Insomma, uno sguardo non convenzionale sul regista di Ladri di biciclette e altri capolavori non solo del neorealismo. Dal quale emerge un De Sica dolorosamente diviso tra due famiglie: un uomo che dormiva una sera ai Parioli, nella casa in cui viveva con Giuditta Rissone e la figlia Emi, e una sera all’Aventino, con Maria Mercader e i figli Manuel e Christian.
La vita sul set, il lavoro con gli attori, il sodalizio con Cesare Zavattini, l’omaggio dello star system hollywoodiano, il rapporto con i grandi autori, attori e produttori si mescolano a ricordi d’infanzia e aneddoti di vita familiare, restituendo il ritratto di un Vittorio De Sica privatissimo, quasi segreto.
E tuttavia, parlando del libro che presenterà sabato 24 agosto a Montereggio, in Liguria, anche Manuel ha voluto colorire i suoi giudizi sui cosiddetti amici di papà, seguendo un po’ le orme del fratello minore.
Neanche Christian, in realtà, viene risparmiato: «Un grande cantante, piuttosto che un attore. Non lo sopporto quando fa il verso a papà. Vuole interpretare nostro padre in un film, su un episodio della sua vita» (l’incontro con Maria Mercader sul set di una pellicola girata sotto l’occupazione nazista di Roma, ndr). Però i due sarebbero in buoni rapporti, anzi ottimi: «Siamo molto legati e sono molto attaccato a lui».
Naturalmente, il giudizio nei confronti di Christian è niente in confronto a quanto Manuel scrive a proposito di “mostri sacri” come Alberto Sordi, Nino Manfredi, Sophia Loren. Di Sordi racconta: «Un attore geniale, “abitato dal demone della recitazione”, come diceva papà. Ma anche una delle persone più insopportabilmente volgari che abbia mai conosciuto, di un’avarizia spaventosa, sempre con due pacchetti di sigarette in tasca, americane per sé, nazionali per chi gliele chiedeva».
Su Manfredi precisa: «Forse persino peggio di Sordi. Tentava di rubare a tutti la regia. Lo fece con mio padre, sul set di Lo chiameremo Andrea, con Brusati e con Lattuada. Un uomo prepotente e burino».

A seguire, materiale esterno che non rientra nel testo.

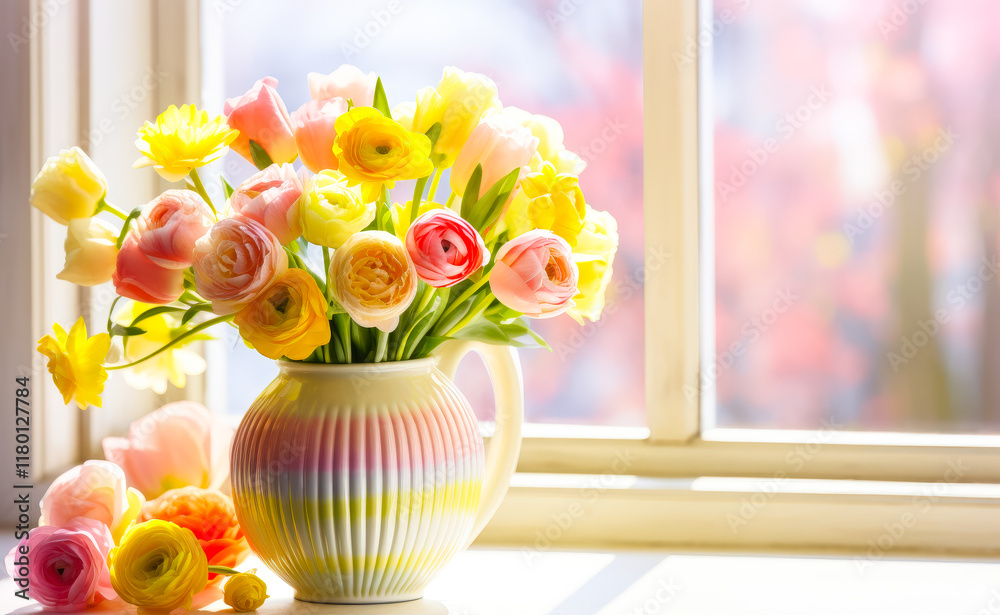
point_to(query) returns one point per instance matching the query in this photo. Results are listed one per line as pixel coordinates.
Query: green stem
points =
(481, 305)
(418, 194)
(200, 189)
(468, 293)
(175, 341)
(434, 183)
(103, 205)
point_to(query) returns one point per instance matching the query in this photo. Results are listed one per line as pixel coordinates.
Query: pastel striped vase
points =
(357, 483)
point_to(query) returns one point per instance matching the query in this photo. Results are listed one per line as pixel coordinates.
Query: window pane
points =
(577, 62)
(856, 182)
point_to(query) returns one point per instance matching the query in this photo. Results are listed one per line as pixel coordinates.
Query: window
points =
(665, 449)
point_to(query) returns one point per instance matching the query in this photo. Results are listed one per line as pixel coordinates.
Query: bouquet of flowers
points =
(329, 262)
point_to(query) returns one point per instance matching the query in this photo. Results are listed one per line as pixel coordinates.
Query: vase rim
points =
(422, 364)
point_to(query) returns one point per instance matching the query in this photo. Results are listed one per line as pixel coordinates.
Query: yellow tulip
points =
(373, 279)
(288, 319)
(330, 211)
(76, 363)
(375, 151)
(91, 252)
(549, 201)
(245, 592)
(181, 140)
(458, 103)
(594, 254)
(69, 186)
(550, 142)
(159, 566)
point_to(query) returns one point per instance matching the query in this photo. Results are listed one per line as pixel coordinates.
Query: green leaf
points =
(117, 329)
(380, 102)
(135, 213)
(260, 157)
(471, 194)
(488, 208)
(161, 309)
(194, 310)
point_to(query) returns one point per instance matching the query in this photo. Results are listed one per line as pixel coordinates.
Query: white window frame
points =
(793, 491)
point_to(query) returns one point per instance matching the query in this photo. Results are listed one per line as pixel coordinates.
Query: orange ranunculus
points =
(212, 518)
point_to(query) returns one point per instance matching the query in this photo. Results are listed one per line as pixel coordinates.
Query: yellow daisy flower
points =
(181, 140)
(373, 150)
(76, 363)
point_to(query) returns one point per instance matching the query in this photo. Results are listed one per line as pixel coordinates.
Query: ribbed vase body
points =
(356, 483)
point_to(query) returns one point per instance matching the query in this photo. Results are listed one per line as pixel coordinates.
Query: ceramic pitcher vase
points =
(357, 483)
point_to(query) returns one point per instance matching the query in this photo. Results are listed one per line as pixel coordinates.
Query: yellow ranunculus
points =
(91, 252)
(549, 201)
(458, 103)
(373, 279)
(594, 254)
(375, 151)
(69, 186)
(330, 211)
(288, 319)
(245, 592)
(172, 365)
(181, 140)
(158, 566)
(76, 363)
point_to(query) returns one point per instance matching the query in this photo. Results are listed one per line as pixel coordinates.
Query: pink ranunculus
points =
(137, 277)
(261, 116)
(270, 197)
(500, 145)
(445, 248)
(346, 82)
(96, 490)
(313, 124)
(170, 225)
(535, 274)
(180, 444)
(236, 261)
(64, 568)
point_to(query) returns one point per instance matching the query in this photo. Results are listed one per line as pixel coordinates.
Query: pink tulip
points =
(445, 249)
(270, 197)
(500, 145)
(170, 225)
(313, 124)
(535, 274)
(96, 490)
(261, 115)
(236, 261)
(347, 82)
(64, 568)
(180, 444)
(137, 277)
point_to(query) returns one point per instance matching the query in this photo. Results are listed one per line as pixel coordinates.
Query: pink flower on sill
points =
(64, 568)
(181, 444)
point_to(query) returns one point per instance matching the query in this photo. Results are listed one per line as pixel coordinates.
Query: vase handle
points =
(508, 393)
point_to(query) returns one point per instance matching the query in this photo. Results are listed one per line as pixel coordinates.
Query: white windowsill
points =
(488, 582)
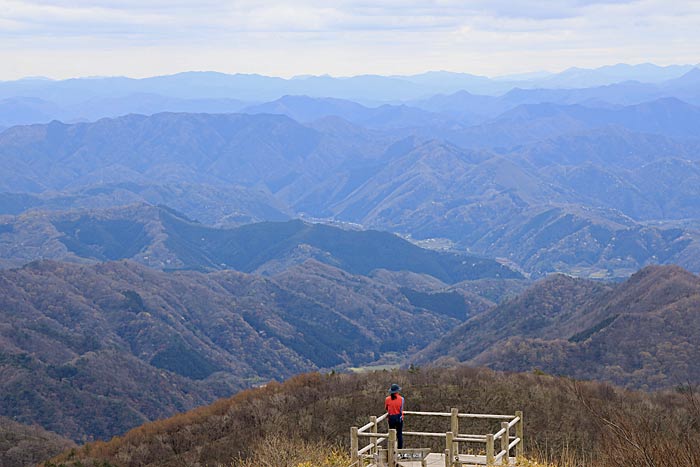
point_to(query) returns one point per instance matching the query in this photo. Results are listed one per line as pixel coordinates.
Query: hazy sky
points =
(60, 39)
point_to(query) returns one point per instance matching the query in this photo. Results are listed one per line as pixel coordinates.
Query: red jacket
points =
(394, 406)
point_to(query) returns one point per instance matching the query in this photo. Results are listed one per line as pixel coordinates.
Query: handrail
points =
(452, 438)
(499, 433)
(513, 422)
(513, 444)
(499, 456)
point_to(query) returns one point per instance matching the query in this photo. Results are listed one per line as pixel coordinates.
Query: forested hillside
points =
(639, 333)
(307, 416)
(90, 351)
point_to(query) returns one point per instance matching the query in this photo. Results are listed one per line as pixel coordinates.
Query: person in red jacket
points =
(394, 407)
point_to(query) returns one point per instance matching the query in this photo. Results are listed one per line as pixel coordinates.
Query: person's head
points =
(393, 390)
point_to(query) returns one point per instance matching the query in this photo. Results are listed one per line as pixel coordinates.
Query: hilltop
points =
(89, 351)
(315, 411)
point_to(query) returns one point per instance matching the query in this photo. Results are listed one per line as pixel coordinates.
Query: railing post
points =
(520, 448)
(354, 445)
(449, 445)
(505, 441)
(373, 439)
(454, 426)
(391, 446)
(489, 450)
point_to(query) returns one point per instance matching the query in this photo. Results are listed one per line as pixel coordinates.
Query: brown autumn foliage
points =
(638, 334)
(569, 424)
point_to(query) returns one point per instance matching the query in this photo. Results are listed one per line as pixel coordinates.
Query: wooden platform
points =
(438, 460)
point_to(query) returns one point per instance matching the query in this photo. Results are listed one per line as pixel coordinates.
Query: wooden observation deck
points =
(381, 451)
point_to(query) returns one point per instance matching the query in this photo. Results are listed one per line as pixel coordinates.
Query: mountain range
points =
(637, 333)
(92, 350)
(42, 100)
(608, 192)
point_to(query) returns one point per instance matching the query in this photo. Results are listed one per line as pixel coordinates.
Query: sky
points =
(138, 38)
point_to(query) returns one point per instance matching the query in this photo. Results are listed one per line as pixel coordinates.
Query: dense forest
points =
(567, 423)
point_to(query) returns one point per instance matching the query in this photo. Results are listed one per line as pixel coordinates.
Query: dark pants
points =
(396, 423)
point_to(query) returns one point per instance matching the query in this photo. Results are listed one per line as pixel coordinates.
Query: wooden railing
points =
(372, 453)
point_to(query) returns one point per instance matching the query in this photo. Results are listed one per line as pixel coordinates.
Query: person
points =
(394, 407)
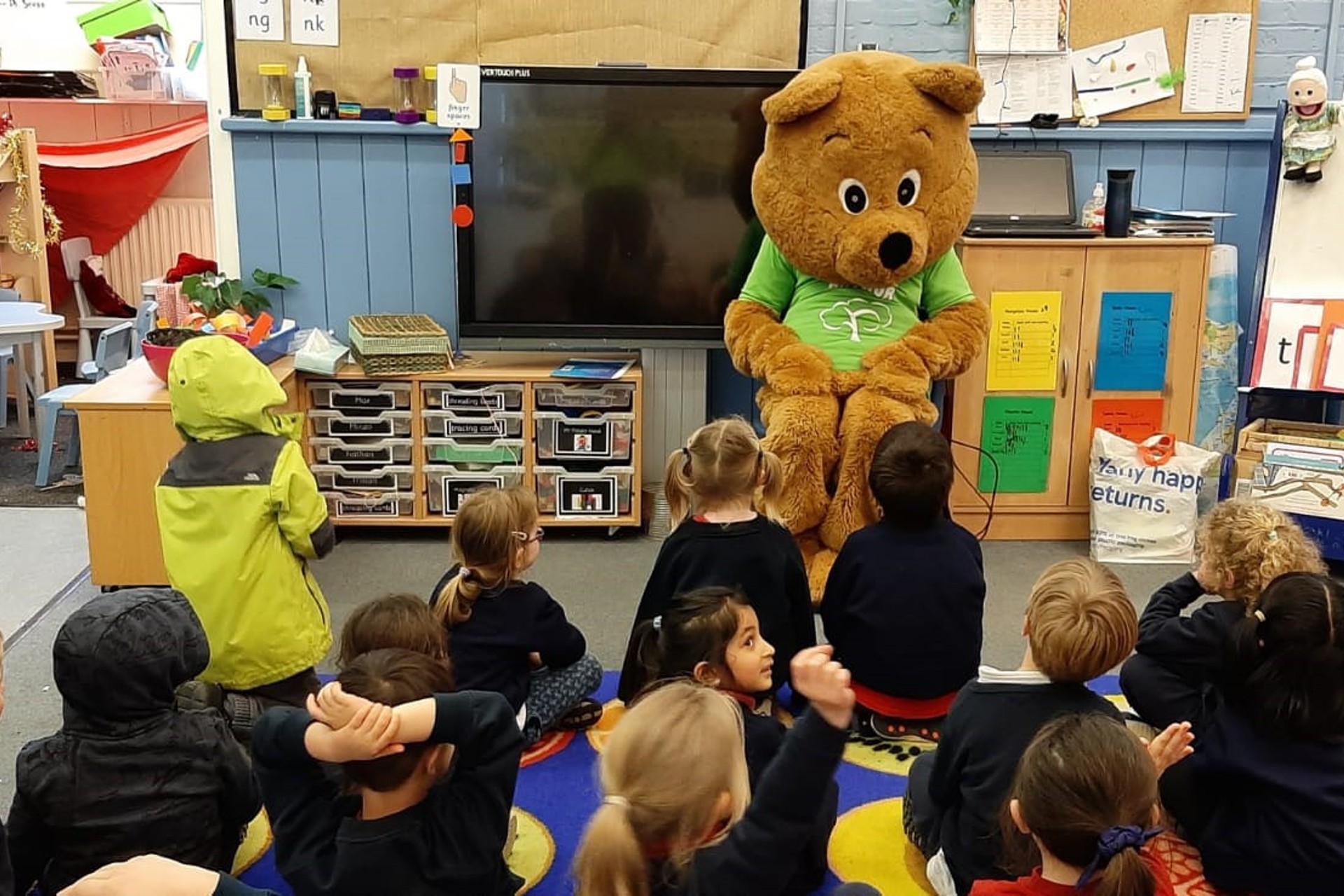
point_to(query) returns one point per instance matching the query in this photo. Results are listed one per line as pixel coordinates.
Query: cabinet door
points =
(996, 267)
(1182, 272)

Infine, di Loren dice: «Negli anni s’è dimostrata piuttosto ingrata, ora che è anziana è un po’ cambiata. È sempre stata la ’moglie del produttore’. Non sempre sincera, abbastanza cinica».

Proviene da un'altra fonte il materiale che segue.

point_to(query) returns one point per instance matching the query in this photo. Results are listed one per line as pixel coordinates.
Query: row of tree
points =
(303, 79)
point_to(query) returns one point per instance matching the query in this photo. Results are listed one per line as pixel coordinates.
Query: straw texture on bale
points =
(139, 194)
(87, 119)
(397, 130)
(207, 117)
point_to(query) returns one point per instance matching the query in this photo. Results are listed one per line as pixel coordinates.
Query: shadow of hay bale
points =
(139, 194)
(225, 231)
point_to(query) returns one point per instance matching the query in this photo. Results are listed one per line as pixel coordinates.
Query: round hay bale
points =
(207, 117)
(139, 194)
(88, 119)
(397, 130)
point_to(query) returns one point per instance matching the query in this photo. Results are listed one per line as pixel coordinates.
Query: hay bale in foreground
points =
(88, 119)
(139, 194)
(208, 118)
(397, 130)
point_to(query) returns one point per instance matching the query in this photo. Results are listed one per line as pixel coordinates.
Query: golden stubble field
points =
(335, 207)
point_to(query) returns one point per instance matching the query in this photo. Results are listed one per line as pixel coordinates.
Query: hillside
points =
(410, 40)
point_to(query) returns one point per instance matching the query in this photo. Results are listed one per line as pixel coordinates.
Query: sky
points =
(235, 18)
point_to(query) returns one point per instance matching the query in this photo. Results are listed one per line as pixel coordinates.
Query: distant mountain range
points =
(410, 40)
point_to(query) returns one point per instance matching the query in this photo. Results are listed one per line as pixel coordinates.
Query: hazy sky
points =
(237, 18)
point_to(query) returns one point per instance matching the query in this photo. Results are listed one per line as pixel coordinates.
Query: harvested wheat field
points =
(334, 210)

Tra gli attori, Manuel De Sica sembra salvare solo Mastroianni e Totò, «persone deliziose, in un ambiente di molta perfidia e piccolezze»; mentre, alla voce registi frequentati, parole di calda simpatia e stima vanno a Roberto Rossellini e Luchino Visconti.
Quanto a papà Vittorio, nel libro si parla molto delle sue qualità. «La migliore? Sicuramente era la modestia, e penso che sia il più grande insegnamento che ci ha lasciato. Amava il suo lavoro e lo ha amato fino agli ultimi istanti di vita. Era un grande anticonformista ma con il senso della misura e con la percezione reale di quello che era, un grande maestro, cosa che non ha mai preso il sopravvento sulla sua vita privata. Quando era a casa riusciva a staccare e a non parlare di lavoro, era nostro padre e basta».

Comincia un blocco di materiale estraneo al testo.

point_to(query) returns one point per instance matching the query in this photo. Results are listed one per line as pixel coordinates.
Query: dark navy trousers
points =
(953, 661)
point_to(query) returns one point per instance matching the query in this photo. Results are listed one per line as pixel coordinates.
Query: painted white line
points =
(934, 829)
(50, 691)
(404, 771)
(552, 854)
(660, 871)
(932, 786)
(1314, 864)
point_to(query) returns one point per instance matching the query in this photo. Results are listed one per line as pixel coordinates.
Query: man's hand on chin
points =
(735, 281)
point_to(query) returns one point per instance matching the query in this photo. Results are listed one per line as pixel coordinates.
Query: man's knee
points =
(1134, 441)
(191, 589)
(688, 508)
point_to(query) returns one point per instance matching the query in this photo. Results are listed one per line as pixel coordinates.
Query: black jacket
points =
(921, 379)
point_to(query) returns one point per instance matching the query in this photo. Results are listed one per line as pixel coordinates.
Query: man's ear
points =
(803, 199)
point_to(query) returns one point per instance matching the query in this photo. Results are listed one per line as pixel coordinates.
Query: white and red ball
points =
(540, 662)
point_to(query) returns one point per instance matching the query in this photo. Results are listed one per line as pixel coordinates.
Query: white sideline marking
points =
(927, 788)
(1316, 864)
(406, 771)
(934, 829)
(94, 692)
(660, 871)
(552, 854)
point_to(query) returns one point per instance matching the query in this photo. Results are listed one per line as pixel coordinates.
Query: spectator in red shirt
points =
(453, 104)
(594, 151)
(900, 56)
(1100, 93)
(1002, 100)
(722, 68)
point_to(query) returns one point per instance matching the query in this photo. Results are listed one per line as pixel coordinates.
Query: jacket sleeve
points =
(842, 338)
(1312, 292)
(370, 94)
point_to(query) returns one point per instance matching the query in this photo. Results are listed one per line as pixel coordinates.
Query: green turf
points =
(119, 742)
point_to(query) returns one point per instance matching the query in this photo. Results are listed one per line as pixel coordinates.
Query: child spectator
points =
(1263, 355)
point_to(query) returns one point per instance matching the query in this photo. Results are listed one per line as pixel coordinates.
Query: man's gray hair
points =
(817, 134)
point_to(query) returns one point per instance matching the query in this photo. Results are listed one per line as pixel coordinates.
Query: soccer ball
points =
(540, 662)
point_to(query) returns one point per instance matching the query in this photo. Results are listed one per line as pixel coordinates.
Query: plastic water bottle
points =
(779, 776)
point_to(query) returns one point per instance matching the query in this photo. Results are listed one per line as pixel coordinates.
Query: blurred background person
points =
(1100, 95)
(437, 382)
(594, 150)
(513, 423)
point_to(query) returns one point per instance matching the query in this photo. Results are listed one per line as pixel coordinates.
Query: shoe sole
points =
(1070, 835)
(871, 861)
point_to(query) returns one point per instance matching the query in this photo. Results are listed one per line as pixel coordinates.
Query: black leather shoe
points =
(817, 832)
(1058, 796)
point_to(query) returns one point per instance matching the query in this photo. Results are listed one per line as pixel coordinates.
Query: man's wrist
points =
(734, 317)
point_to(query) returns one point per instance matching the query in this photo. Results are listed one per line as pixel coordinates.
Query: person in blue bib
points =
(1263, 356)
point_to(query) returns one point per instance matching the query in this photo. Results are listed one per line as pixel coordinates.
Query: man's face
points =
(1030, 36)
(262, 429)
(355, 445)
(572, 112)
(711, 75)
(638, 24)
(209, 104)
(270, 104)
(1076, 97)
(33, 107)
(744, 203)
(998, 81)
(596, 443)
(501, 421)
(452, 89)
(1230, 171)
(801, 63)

C’è da chiedersi che cosa penserà Christian della sortita del fratello maggiore Manuel. Regista una sola volta, del film televisivo L’eroe, girato nel 1974, e per lunghi anni dedicatosi al restauro dei film di papà, spesso in polemica con sponsor e istituzioni.
Certo fa un certo effetto ascoltare quei pareri al vetriolo, specialmente su Sordi. Chi lo conosce ricorda infatti un Manuel sempre affascinato dal talento del comico romano, al punto da recitare a memoria, nelle cene, intere sequenze di film sordiani, battuta per battuta, imitandone l’inflessione, la cattiveria, l’illuminazione surreale. Tutto cambia, evidentemente, con l’età.